Mobile shopping was supposed to be lethal to brick-and-mortar retailing. But according to two new studies, it’s helping physical stores at least as much as it’s hurting. “Out on the streets, more people [who own smartphones] are going into stores and staying there longer while those who purchase online tend to favor online-only stores, based on two new studies,” mCommerceDaily reported October 13.

After tracking smartphones in and near stores and measuring data on tens of millions of US shopping sessions, retail analytics firm Euclid found that smartphone ownership correlates with more, not less, in-store shopping. Since last year, shopping time increased 18 percent, for example, from 22 to 26 minutes. More smartphone owners who pass by stores stop in – a total of 9 percent of sidewalk traffic. Fewer shoppers are walking out right after they walk in; the number of shoppers who left within five minutes of entering a store dropped by 2 percent. And nearly one in eight shoppers (12 percent) returned to a store within a 30-day period (hopefully, not to return the merchandise).

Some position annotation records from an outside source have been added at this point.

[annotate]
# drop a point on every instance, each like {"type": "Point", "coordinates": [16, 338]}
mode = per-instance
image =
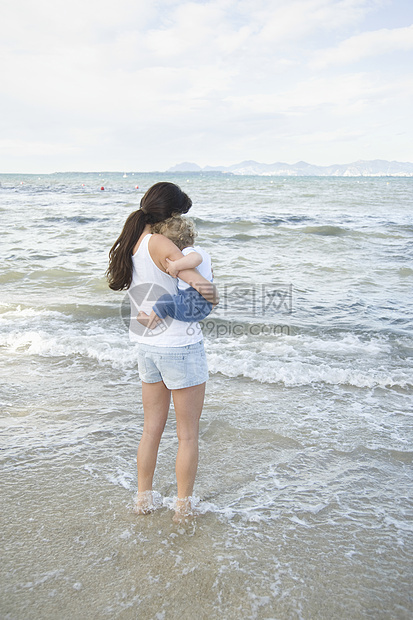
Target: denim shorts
{"type": "Point", "coordinates": [177, 367]}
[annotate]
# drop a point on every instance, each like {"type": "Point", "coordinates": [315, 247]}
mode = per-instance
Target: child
{"type": "Point", "coordinates": [188, 305]}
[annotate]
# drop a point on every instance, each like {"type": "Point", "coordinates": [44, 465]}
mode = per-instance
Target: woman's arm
{"type": "Point", "coordinates": [161, 248]}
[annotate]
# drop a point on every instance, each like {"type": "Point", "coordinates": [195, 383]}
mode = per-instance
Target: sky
{"type": "Point", "coordinates": [141, 85]}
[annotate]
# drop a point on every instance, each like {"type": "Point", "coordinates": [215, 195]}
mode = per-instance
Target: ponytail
{"type": "Point", "coordinates": [119, 273]}
{"type": "Point", "coordinates": [158, 203]}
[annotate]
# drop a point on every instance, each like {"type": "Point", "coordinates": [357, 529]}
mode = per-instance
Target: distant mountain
{"type": "Point", "coordinates": [361, 168]}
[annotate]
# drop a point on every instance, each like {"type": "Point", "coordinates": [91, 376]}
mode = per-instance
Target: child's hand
{"type": "Point", "coordinates": [173, 271]}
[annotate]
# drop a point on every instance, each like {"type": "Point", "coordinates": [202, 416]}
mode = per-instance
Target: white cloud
{"type": "Point", "coordinates": [143, 84]}
{"type": "Point", "coordinates": [365, 45]}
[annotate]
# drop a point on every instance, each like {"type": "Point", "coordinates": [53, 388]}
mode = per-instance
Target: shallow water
{"type": "Point", "coordinates": [304, 485]}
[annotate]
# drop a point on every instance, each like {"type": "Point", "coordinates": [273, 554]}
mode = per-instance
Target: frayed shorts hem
{"type": "Point", "coordinates": [177, 367]}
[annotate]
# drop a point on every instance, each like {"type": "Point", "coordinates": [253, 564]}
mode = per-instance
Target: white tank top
{"type": "Point", "coordinates": [148, 284]}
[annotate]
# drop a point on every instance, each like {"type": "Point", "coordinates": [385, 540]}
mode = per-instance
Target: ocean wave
{"type": "Point", "coordinates": [276, 359]}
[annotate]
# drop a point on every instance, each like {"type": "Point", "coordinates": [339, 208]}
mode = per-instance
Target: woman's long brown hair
{"type": "Point", "coordinates": [160, 202]}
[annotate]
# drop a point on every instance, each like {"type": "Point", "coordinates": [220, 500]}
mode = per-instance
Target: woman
{"type": "Point", "coordinates": [171, 358]}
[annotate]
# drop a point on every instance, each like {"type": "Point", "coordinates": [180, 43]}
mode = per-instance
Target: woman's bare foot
{"type": "Point", "coordinates": [144, 503]}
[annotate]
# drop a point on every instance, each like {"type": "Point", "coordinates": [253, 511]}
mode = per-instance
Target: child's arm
{"type": "Point", "coordinates": [148, 320]}
{"type": "Point", "coordinates": [190, 261]}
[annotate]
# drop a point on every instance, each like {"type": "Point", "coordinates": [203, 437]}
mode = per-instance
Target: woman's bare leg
{"type": "Point", "coordinates": [156, 399]}
{"type": "Point", "coordinates": [188, 404]}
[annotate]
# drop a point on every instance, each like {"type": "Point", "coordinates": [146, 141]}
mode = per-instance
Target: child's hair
{"type": "Point", "coordinates": [178, 229]}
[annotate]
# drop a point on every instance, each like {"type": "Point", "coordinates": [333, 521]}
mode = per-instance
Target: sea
{"type": "Point", "coordinates": [304, 488]}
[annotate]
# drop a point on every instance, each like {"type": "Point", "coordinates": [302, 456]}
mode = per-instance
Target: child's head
{"type": "Point", "coordinates": [178, 229]}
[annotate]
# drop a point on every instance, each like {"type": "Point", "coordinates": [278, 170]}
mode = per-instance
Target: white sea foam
{"type": "Point", "coordinates": [289, 360]}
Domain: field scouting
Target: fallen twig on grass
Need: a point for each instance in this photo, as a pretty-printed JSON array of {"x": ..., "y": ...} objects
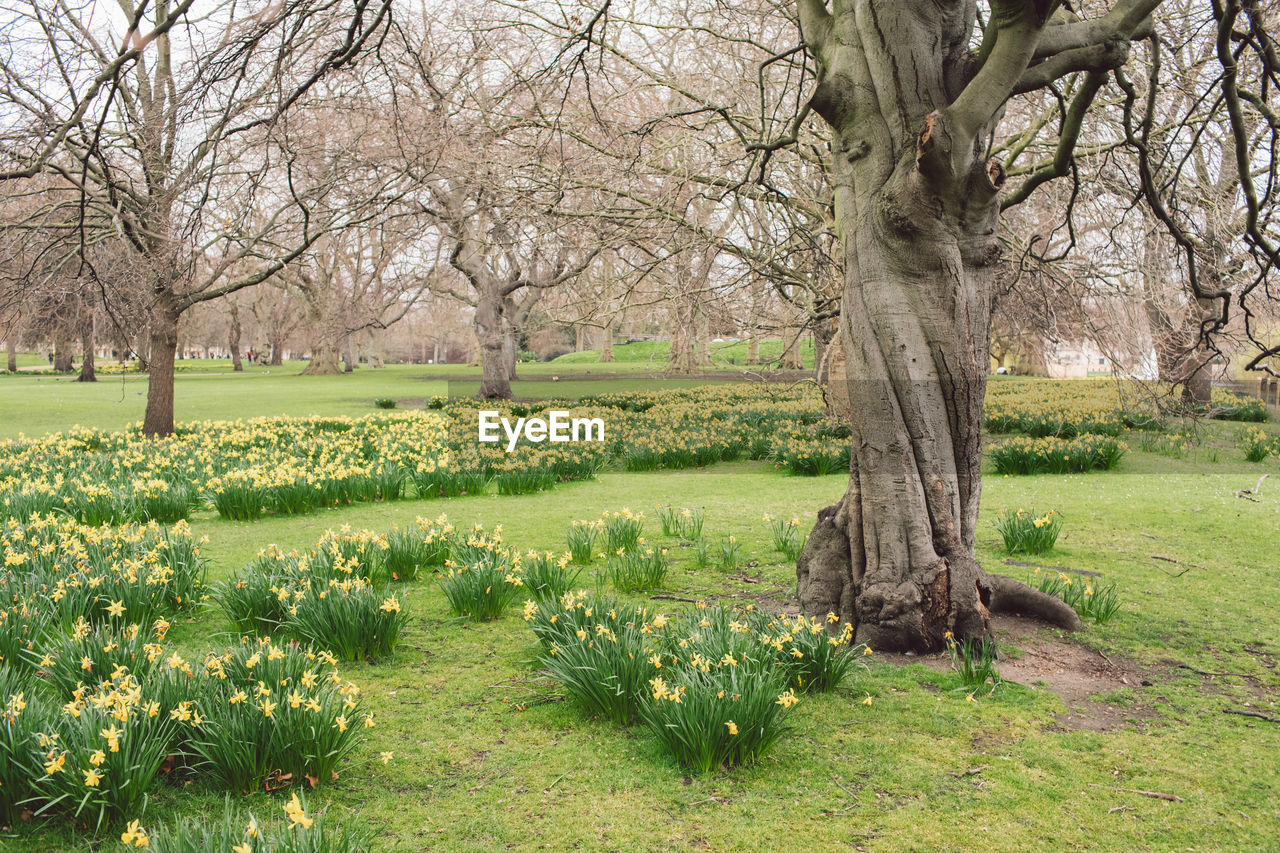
[
  {"x": 1173, "y": 560},
  {"x": 972, "y": 771},
  {"x": 1252, "y": 714},
  {"x": 1249, "y": 495},
  {"x": 1153, "y": 794}
]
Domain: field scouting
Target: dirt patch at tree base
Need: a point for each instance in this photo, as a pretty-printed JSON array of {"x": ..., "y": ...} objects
[{"x": 1092, "y": 685}]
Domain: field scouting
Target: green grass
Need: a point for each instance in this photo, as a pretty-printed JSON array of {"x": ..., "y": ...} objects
[
  {"x": 37, "y": 405},
  {"x": 475, "y": 772},
  {"x": 657, "y": 352},
  {"x": 209, "y": 389}
]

A Survey Monkey online survey of 1,000 smartphone owners, for Contact Solutions, had more good news for brick-and-mortar retailers: When smartphone owners have a choice between buying the same item online or in a store, a majority – 61 percent, to be specific – get in their cars and go to the store.

There was some bad news for physical retailers, too. Of all the smartphone owners who buy online (and that’s a lot), more than half (52 percent) do more than half of their buying with online-only retailers.

Ironically, mobile shopping apps may be doing more to hurt mobile sales than physical sales. That’s because they can come with certain shopping difficulties and frustrations that can arise when struggling to buy something on a mobile app; 39 percent of consumers surveyed reported “disappointment” over their inability to get help over a mobile app. Most of those disappointments lead to lost mobile sales – not only present sales but future ones. When struggling with a mobile app, a majority of shoppers – 51 percent – just close it and forget the shopping cart. A plurality – 40 percent – try to get help by going to the seller’s website on their desktops or laptops. One in five – 20 percent – stop using the app entirely. Slightly less than one-eighth – 12 percent – forget the app and go to the brick-and-mortar store, which is fine if you’re not an online-only merchant and have stores everywhere (otherwise, somewhat less than ideal). Only 8 percent of consumers shopping on their smartphones will use those phones to call customer service.

With the holiday shopping season about to start, as retailers put the last touches on getting their advertising, their promotions, their merchandise mix and their mobile apps in place, invest some time in testing those apps on real consumers, to make sure that they can use them as easily as your IT folks can. It would be a shame to put so much into making a sale, only to blow it at the last moment with a screen touch.